The Pennsylvania Supreme Court has once again vacated the death penalty for a man found guilty of a 1994 strangulation, ruling on Thursday that his counsel was ineffective because the attorney failed to object to evidence that painted the accused as an aspiring serial killer.
Wayne Smith will be allowed to have another penalty-phase hearing, where a jury will decide if he should be given a death sentence on a first degree murder conviction secured nearly 31 years ago, according to a 28-page opinion.
The high court came to its decision after finding that jurors were allowed to hear irrelevant and highly prejudicial evidence before unanimously agreeing in 2012 that Smith should be sentenced to death.
While Smith's attorney initially objected to the evidence's appearance, the lawyer did not oppose it when the Commonwealth presented it to the jury, the opinion said. This failure meant that Smith's original objection was not preserved for the purposes of an appeal, the opinion noted.
The high court said that Smith's counsel "rendered ineffective assistance by failing to object properly to the admissibility of the reading-material and serial-killer evidence." The opinion reversed a Delaware County Court's February 2024 order, which dismissed Smith's challenge to the 2012 outcome.
The three-decade legal saga begins with Smith being accused of strangling Eileen Jones in 1994. Just a year later, he was convicted of first degree murder. He was sentenced to death, a sentence initially upheld by the Pennsylvania Supreme Court in 1997. But, following another appeal, the high court vacated, in 2010, the death sentence and ordered a new penalty hearing due to ineffective assistance of counsel, according to the opinion.

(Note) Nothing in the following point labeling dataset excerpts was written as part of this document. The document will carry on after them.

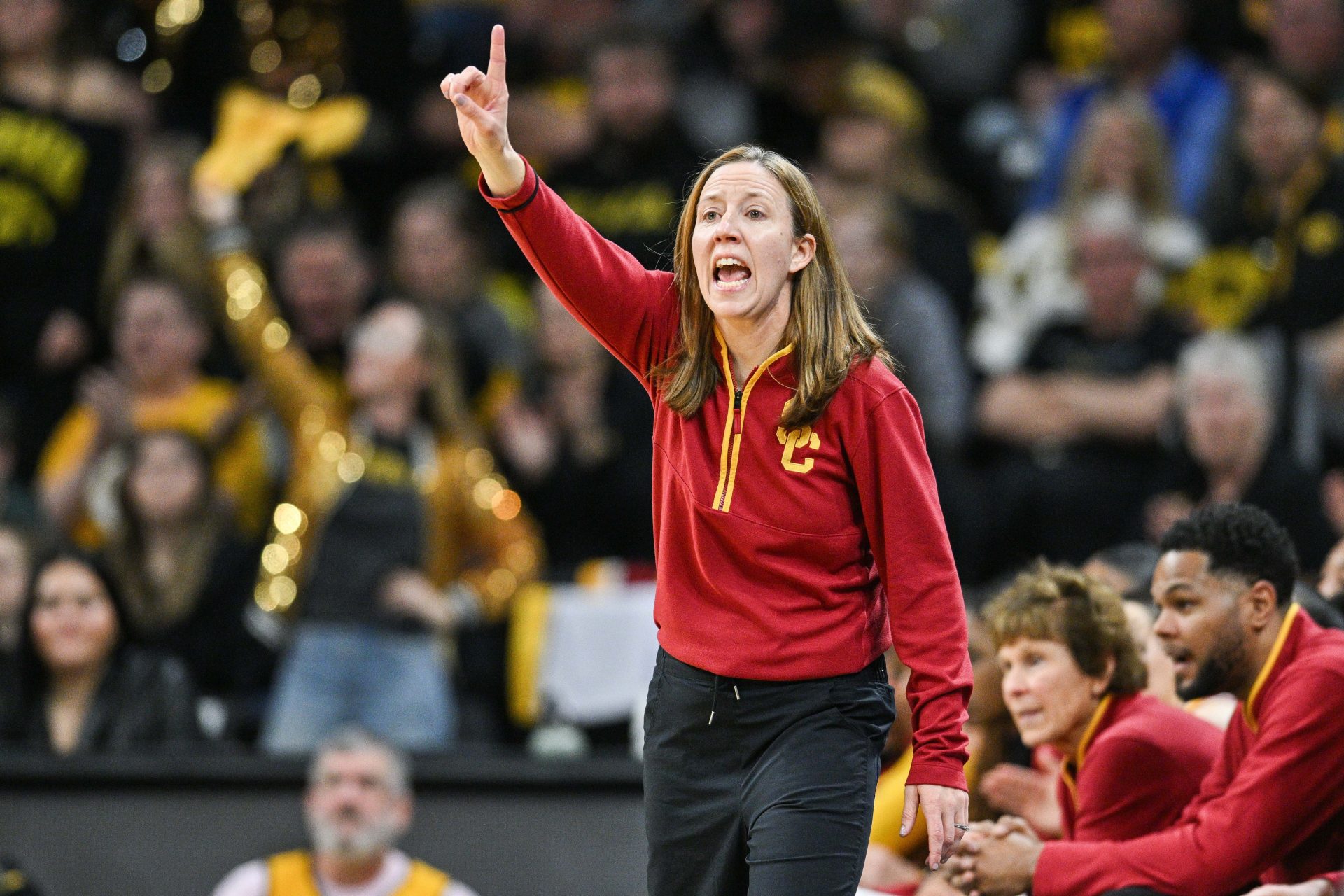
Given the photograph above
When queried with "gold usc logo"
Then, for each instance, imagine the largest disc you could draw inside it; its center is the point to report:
(794, 440)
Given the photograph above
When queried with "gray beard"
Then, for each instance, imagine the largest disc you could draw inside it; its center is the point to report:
(365, 844)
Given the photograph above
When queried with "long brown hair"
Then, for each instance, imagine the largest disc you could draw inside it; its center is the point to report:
(825, 321)
(1060, 603)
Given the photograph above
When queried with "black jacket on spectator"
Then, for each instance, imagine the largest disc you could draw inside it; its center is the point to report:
(603, 510)
(144, 703)
(631, 191)
(1282, 489)
(59, 183)
(213, 641)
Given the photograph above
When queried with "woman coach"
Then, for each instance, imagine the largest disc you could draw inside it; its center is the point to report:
(796, 517)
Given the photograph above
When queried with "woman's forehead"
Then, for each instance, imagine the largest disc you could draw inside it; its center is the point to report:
(739, 179)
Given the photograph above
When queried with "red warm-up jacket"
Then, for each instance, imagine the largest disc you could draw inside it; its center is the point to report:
(1272, 808)
(781, 554)
(1138, 767)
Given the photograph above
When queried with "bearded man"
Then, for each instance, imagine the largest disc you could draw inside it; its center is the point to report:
(358, 805)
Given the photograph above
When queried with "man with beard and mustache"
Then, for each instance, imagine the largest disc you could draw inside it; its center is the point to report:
(1272, 808)
(356, 806)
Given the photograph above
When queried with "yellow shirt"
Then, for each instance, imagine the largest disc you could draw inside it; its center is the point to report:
(239, 465)
(292, 875)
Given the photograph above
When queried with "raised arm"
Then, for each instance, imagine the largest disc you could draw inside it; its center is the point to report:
(629, 309)
(927, 617)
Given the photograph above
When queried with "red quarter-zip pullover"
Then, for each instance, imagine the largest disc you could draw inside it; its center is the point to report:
(1138, 767)
(781, 555)
(1270, 808)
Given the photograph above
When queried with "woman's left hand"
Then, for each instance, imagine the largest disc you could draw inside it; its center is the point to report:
(945, 808)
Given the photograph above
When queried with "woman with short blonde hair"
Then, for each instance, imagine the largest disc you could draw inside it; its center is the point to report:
(1073, 681)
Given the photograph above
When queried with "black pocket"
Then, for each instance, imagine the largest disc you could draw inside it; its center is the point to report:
(869, 707)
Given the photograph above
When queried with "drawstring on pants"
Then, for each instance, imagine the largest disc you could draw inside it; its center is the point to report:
(714, 699)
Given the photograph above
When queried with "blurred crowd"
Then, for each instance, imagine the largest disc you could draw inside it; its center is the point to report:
(268, 472)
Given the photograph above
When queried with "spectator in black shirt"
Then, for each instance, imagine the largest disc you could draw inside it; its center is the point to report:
(1227, 418)
(629, 183)
(83, 687)
(1084, 414)
(440, 262)
(580, 448)
(187, 577)
(326, 279)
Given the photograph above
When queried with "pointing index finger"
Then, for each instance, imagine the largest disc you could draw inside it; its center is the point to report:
(496, 67)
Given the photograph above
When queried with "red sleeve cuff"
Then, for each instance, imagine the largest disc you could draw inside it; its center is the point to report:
(936, 773)
(524, 195)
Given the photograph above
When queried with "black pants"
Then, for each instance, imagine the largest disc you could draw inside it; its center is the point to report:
(761, 788)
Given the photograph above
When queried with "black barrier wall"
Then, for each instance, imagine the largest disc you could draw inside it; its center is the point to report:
(175, 827)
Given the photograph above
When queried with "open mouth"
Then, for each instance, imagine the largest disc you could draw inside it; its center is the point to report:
(1183, 660)
(730, 273)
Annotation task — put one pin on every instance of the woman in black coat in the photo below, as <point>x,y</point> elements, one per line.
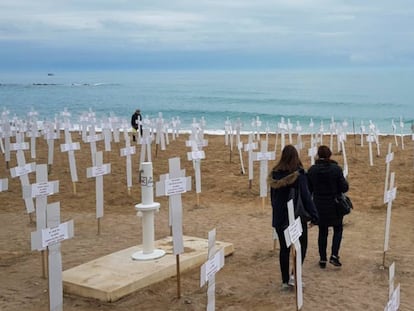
<point>288,174</point>
<point>326,182</point>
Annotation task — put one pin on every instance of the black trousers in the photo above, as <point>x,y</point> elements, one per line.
<point>323,240</point>
<point>284,254</point>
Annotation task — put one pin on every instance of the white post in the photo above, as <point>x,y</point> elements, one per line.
<point>264,156</point>
<point>98,171</point>
<point>249,147</point>
<point>146,209</point>
<point>127,152</point>
<point>391,195</point>
<point>292,235</point>
<point>209,269</point>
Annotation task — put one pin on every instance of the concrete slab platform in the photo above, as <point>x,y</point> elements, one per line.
<point>116,275</point>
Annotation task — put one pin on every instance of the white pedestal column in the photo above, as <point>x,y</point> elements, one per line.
<point>146,210</point>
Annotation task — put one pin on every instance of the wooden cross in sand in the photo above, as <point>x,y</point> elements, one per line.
<point>50,135</point>
<point>92,138</point>
<point>107,134</point>
<point>6,134</point>
<point>391,195</point>
<point>388,160</point>
<point>40,191</point>
<point>393,303</point>
<point>22,170</point>
<point>70,148</point>
<point>145,142</point>
<point>173,185</point>
<point>98,171</point>
<point>33,132</point>
<point>209,269</point>
<point>196,155</point>
<point>127,152</point>
<point>4,184</point>
<point>249,147</point>
<point>49,238</point>
<point>292,235</point>
<point>264,156</point>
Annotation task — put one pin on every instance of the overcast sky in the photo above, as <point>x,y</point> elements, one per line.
<point>205,34</point>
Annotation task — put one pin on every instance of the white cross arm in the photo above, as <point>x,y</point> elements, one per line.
<point>51,135</point>
<point>389,157</point>
<point>390,195</point>
<point>173,186</point>
<point>69,147</point>
<point>93,138</point>
<point>196,155</point>
<point>49,236</point>
<point>41,189</point>
<point>23,170</point>
<point>293,232</point>
<point>96,171</point>
<point>211,267</point>
<point>250,146</point>
<point>261,156</point>
<point>4,184</point>
<point>128,151</point>
<point>19,146</point>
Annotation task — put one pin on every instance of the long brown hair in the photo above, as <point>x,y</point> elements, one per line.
<point>289,161</point>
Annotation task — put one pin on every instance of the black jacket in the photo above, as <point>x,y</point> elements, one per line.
<point>326,181</point>
<point>281,183</point>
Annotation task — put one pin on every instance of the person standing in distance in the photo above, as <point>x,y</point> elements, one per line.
<point>287,175</point>
<point>136,123</point>
<point>326,181</point>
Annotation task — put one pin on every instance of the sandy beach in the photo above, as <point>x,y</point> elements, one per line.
<point>250,279</point>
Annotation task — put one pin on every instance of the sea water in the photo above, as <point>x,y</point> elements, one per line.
<point>309,98</point>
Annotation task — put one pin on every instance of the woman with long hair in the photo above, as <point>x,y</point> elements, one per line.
<point>287,178</point>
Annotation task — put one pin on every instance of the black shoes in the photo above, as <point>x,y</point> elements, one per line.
<point>335,261</point>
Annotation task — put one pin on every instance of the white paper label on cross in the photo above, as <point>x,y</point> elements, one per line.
<point>294,232</point>
<point>197,155</point>
<point>128,151</point>
<point>312,151</point>
<point>23,170</point>
<point>175,186</point>
<point>4,184</point>
<point>42,189</point>
<point>55,235</point>
<point>389,157</point>
<point>69,147</point>
<point>214,264</point>
<point>19,146</point>
<point>391,195</point>
<point>262,156</point>
<point>100,170</point>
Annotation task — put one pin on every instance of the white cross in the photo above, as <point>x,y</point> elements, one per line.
<point>264,156</point>
<point>292,235</point>
<point>388,159</point>
<point>70,148</point>
<point>92,139</point>
<point>249,147</point>
<point>98,171</point>
<point>22,170</point>
<point>127,152</point>
<point>173,185</point>
<point>50,238</point>
<point>196,155</point>
<point>393,303</point>
<point>107,134</point>
<point>33,133</point>
<point>50,135</point>
<point>209,269</point>
<point>391,195</point>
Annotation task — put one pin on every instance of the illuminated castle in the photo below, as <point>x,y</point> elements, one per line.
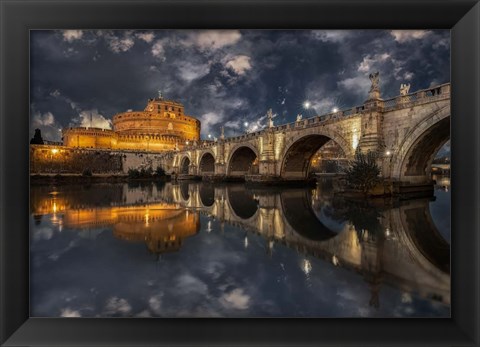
<point>161,126</point>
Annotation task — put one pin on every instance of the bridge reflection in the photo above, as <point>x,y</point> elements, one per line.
<point>395,244</point>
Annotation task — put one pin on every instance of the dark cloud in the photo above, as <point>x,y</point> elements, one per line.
<point>225,77</point>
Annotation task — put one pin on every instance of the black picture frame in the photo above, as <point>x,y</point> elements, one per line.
<point>17,17</point>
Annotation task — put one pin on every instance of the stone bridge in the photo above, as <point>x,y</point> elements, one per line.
<point>406,132</point>
<point>405,250</point>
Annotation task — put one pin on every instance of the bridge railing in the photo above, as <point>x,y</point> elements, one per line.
<point>421,96</point>
<point>439,92</point>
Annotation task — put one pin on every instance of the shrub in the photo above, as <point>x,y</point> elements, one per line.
<point>160,172</point>
<point>133,173</point>
<point>87,172</point>
<point>363,172</point>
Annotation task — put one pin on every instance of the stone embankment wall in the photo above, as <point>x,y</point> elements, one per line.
<point>59,159</point>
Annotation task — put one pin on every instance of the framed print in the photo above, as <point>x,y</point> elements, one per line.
<point>321,134</point>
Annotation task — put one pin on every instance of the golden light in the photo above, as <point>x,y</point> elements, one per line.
<point>306,266</point>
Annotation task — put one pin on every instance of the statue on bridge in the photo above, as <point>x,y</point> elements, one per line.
<point>404,88</point>
<point>374,92</point>
<point>270,118</point>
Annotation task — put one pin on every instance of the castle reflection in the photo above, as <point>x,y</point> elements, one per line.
<point>395,244</point>
<point>161,226</point>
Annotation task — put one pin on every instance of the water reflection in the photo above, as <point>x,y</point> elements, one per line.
<point>386,245</point>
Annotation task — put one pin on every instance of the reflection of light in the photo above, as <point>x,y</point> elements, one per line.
<point>335,260</point>
<point>209,226</point>
<point>354,139</point>
<point>147,217</point>
<point>306,266</point>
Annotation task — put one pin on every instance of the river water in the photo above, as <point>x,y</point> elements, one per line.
<point>225,250</point>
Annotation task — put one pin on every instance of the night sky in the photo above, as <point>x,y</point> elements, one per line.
<point>83,78</point>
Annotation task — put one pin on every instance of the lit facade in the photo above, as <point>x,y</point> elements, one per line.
<point>161,126</point>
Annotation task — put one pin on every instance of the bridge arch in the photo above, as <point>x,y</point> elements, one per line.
<point>413,159</point>
<point>296,157</point>
<point>184,165</point>
<point>206,164</point>
<point>243,159</point>
<point>207,194</point>
<point>298,213</point>
<point>242,203</point>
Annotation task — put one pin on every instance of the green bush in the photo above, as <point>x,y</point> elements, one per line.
<point>87,172</point>
<point>363,172</point>
<point>142,173</point>
<point>160,172</point>
<point>133,173</point>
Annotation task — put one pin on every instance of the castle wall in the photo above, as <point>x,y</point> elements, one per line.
<point>89,138</point>
<point>60,159</point>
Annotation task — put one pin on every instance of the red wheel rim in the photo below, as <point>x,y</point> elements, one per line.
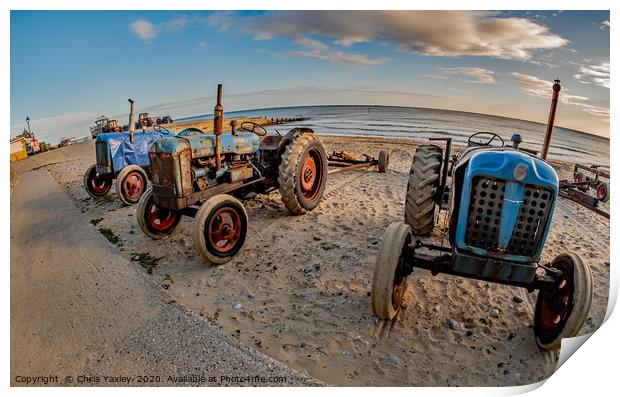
<point>601,191</point>
<point>98,184</point>
<point>160,219</point>
<point>133,185</point>
<point>399,284</point>
<point>398,291</point>
<point>224,230</point>
<point>555,304</point>
<point>311,175</point>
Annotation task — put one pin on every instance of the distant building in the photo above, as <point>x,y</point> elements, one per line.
<point>18,149</point>
<point>32,144</point>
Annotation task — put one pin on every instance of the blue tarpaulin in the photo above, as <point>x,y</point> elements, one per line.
<point>124,153</point>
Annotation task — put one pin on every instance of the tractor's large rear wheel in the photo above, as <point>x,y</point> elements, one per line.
<point>131,183</point>
<point>390,279</point>
<point>302,172</point>
<point>422,188</point>
<point>562,309</point>
<point>220,228</point>
<point>95,184</point>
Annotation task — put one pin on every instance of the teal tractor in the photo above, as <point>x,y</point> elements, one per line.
<point>122,157</point>
<point>500,201</point>
<point>202,176</point>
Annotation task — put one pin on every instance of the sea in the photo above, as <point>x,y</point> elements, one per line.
<point>422,123</point>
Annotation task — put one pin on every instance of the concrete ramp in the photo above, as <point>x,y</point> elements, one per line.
<point>80,308</point>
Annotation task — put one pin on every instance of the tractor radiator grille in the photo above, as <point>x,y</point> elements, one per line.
<point>532,221</point>
<point>485,212</point>
<point>101,151</point>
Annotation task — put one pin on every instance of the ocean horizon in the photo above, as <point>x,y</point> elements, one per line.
<point>423,123</point>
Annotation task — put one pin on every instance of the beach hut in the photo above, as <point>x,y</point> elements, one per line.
<point>18,149</point>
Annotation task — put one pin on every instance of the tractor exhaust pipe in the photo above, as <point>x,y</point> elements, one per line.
<point>218,121</point>
<point>131,120</point>
<point>554,105</point>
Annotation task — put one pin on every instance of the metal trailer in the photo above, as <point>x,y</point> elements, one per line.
<point>345,161</point>
<point>591,178</point>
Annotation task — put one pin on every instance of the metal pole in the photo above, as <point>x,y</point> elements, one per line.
<point>554,105</point>
<point>218,120</point>
<point>131,120</point>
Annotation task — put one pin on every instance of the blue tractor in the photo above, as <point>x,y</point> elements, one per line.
<point>500,200</point>
<point>202,175</point>
<point>124,157</point>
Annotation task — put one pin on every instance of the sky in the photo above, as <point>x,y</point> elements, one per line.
<point>68,67</point>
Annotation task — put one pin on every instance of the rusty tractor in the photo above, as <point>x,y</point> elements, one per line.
<point>500,202</point>
<point>202,176</point>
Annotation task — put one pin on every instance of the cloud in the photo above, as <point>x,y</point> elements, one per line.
<point>475,75</point>
<point>542,88</point>
<point>440,33</point>
<point>318,50</point>
<point>598,74</point>
<point>143,29</point>
<point>147,31</point>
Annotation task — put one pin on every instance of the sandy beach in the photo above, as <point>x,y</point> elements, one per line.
<point>299,290</point>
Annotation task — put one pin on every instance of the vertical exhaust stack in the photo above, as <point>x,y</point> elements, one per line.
<point>131,120</point>
<point>554,105</point>
<point>218,121</point>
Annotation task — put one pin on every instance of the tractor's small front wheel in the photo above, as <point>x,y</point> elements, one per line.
<point>95,184</point>
<point>580,177</point>
<point>131,183</point>
<point>562,309</point>
<point>384,161</point>
<point>220,228</point>
<point>154,221</point>
<point>390,279</point>
<point>602,191</point>
<point>302,172</point>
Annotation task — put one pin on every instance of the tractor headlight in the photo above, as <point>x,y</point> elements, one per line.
<point>520,172</point>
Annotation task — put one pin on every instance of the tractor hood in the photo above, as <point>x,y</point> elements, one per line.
<point>506,204</point>
<point>115,149</point>
<point>203,145</point>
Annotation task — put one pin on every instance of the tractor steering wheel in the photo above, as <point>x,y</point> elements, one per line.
<point>256,128</point>
<point>483,139</point>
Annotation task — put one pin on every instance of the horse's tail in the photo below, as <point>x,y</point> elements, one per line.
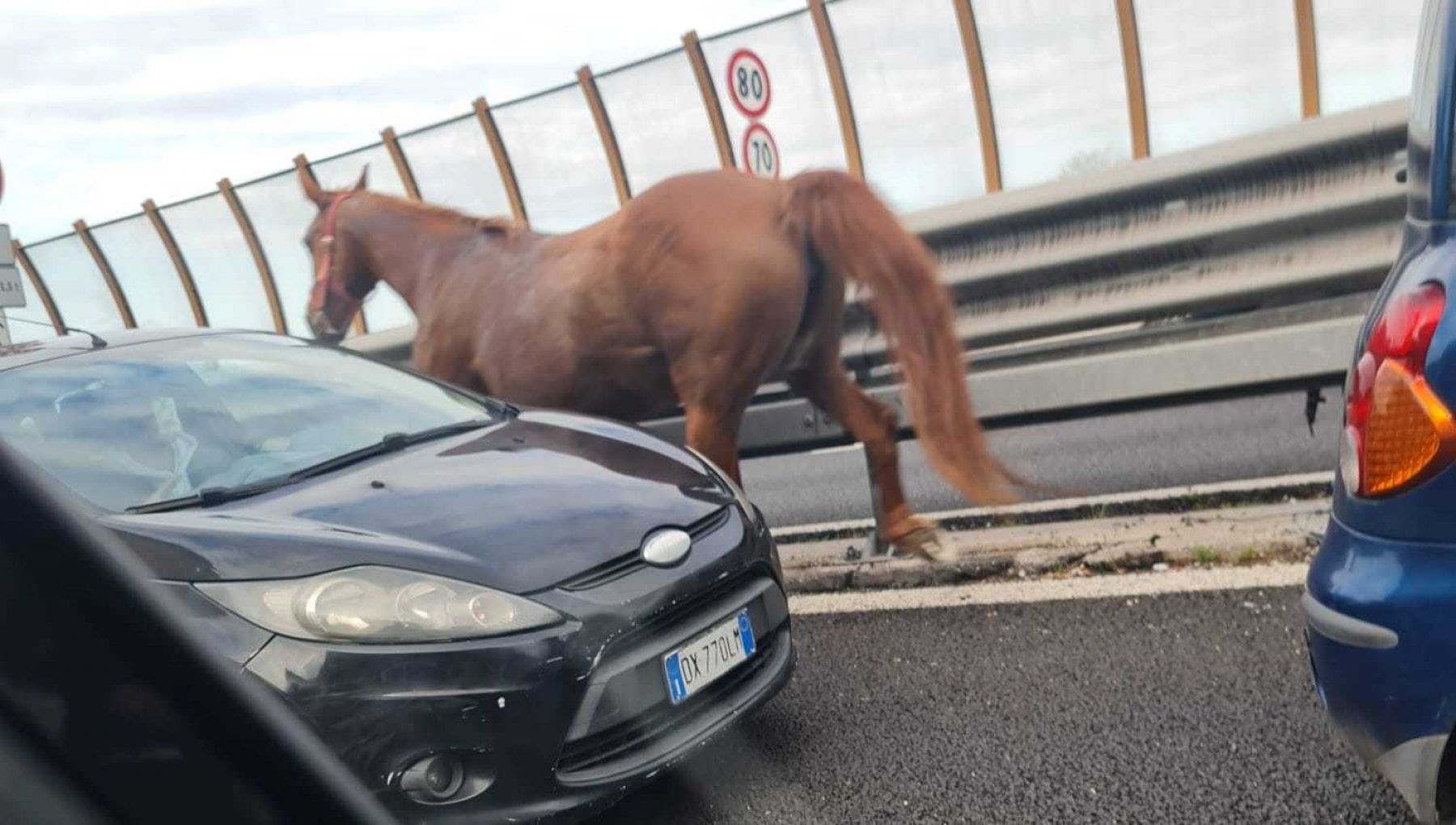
<point>853,233</point>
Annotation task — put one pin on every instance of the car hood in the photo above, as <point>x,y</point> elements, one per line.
<point>520,506</point>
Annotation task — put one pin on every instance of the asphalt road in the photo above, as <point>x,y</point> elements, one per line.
<point>1216,441</point>
<point>1159,709</point>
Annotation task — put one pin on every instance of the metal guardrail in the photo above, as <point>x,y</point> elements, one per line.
<point>1230,268</point>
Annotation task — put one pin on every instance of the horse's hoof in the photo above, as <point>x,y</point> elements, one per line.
<point>926,543</point>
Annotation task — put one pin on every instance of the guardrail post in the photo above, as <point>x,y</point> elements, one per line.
<point>980,94</point>
<point>502,160</point>
<point>159,224</point>
<point>1308,58</point>
<point>396,153</point>
<point>107,274</point>
<point>836,80</point>
<point>300,162</point>
<point>41,290</point>
<point>1133,76</point>
<point>609,138</point>
<point>255,248</point>
<point>693,49</point>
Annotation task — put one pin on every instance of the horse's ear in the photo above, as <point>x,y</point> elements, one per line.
<point>311,185</point>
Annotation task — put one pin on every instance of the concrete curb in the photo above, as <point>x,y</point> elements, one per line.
<point>1166,499</point>
<point>1226,535</point>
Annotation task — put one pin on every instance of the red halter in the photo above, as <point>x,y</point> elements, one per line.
<point>324,281</point>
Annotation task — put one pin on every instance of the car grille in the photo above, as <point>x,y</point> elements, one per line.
<point>637,734</point>
<point>633,561</point>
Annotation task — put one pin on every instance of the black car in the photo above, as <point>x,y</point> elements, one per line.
<point>488,613</point>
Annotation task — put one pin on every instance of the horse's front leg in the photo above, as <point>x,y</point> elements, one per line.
<point>713,429</point>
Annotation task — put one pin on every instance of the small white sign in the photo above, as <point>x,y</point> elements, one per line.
<point>749,83</point>
<point>760,153</point>
<point>12,289</point>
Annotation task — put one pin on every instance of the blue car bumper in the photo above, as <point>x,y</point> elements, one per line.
<point>1379,617</point>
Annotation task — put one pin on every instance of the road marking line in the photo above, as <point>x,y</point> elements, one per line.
<point>833,450</point>
<point>1055,590</point>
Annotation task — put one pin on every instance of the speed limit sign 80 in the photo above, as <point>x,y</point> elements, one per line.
<point>749,83</point>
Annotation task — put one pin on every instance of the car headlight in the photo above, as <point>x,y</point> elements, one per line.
<point>380,606</point>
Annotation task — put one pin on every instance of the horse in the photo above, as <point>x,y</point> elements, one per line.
<point>692,296</point>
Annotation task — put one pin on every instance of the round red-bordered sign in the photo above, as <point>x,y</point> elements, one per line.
<point>750,91</point>
<point>760,151</point>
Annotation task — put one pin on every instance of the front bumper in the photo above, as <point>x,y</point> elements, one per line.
<point>561,722</point>
<point>1378,624</point>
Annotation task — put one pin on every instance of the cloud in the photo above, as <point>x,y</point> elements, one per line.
<point>109,104</point>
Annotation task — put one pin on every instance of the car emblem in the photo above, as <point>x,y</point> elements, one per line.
<point>666,548</point>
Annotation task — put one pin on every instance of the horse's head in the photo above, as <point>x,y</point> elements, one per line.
<point>341,278</point>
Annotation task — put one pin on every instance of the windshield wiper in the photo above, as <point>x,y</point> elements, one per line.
<point>392,442</point>
<point>209,497</point>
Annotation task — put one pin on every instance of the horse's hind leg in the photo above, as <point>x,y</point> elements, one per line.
<point>871,422</point>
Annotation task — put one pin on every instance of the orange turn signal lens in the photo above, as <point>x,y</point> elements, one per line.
<point>1408,428</point>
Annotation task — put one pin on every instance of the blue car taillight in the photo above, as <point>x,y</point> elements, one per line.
<point>1398,433</point>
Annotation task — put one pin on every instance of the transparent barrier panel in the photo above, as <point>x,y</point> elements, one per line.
<point>906,73</point>
<point>1216,70</point>
<point>558,160</point>
<point>800,116</point>
<point>453,167</point>
<point>383,309</point>
<point>658,118</point>
<point>281,216</point>
<point>145,271</point>
<point>74,282</point>
<point>1366,51</point>
<point>1057,87</point>
<point>220,264</point>
<point>29,322</point>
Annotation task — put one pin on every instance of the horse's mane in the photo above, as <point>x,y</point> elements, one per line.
<point>495,224</point>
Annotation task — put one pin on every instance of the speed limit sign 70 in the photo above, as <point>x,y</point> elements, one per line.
<point>760,153</point>
<point>749,83</point>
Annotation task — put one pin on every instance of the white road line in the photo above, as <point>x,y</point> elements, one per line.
<point>1055,590</point>
<point>836,448</point>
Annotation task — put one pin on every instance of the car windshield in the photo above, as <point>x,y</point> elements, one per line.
<point>150,422</point>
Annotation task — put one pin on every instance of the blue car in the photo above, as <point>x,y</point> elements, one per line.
<point>1381,600</point>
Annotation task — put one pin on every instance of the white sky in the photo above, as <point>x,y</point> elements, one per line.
<point>107,104</point>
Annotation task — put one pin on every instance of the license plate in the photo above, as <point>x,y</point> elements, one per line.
<point>698,664</point>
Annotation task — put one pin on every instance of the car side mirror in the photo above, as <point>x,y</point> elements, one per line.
<point>116,693</point>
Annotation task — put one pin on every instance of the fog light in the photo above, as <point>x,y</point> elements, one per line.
<point>434,779</point>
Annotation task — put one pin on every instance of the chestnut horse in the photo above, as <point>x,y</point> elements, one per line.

At his 2012 resentencing, a jury again imposed death based on certain evidence that is at issue. This evidence included testimony from Smith's brother, his ex-girlfriend and a detective, who all said that Smith wanted and fantasized about becoming a serial killer. These statements were supported by books Smith allegedly read, which included topics like serial killer Ted Bundy and how to commit the "perfect crime," the opinion said.
Smith appealed the sentence directly to the state supreme court, specifically attacking the trial court's decision to allow the jury to hear the serial killer evidence. In its 2015 decision, the court affirmed the death sentence. Notably, it found that Smith had waived his challenge to the admission of the evidence because his attorney at the resentencing had failed to make a timely and specific objection, according to the opinion.
Smith appealed again in 2017, this time arguing that his attorney did not provide adequate legal assistance by not objecting to the evidence, according to the opinion.
Smith's counsel, who was not named in the opinion, would later testify that he did not persist in objecting to the evidence because the "case law was not on my side."
The high court took issue with this answer because the attorney did not say which case law he discovered that allowed the evidence in. The court additionally noted that this answer was different from what the lawyer initially claimed, which was that he could not find any case law to support the objection.
"This testimony in no way addresses the admissibility of the serial-killer evidence," the high court said. "Simply put, resentencing counsel's testimony does not mitigate his failure to object properly to the evidence at issue."
Counsel information for the high court appeal was not immediately available.
The case is the Commonwealth of Pennsylvania v. Wayne A. Smith, case number 815 CAP, in the Supreme Court of Pennsylvania, Eastern District.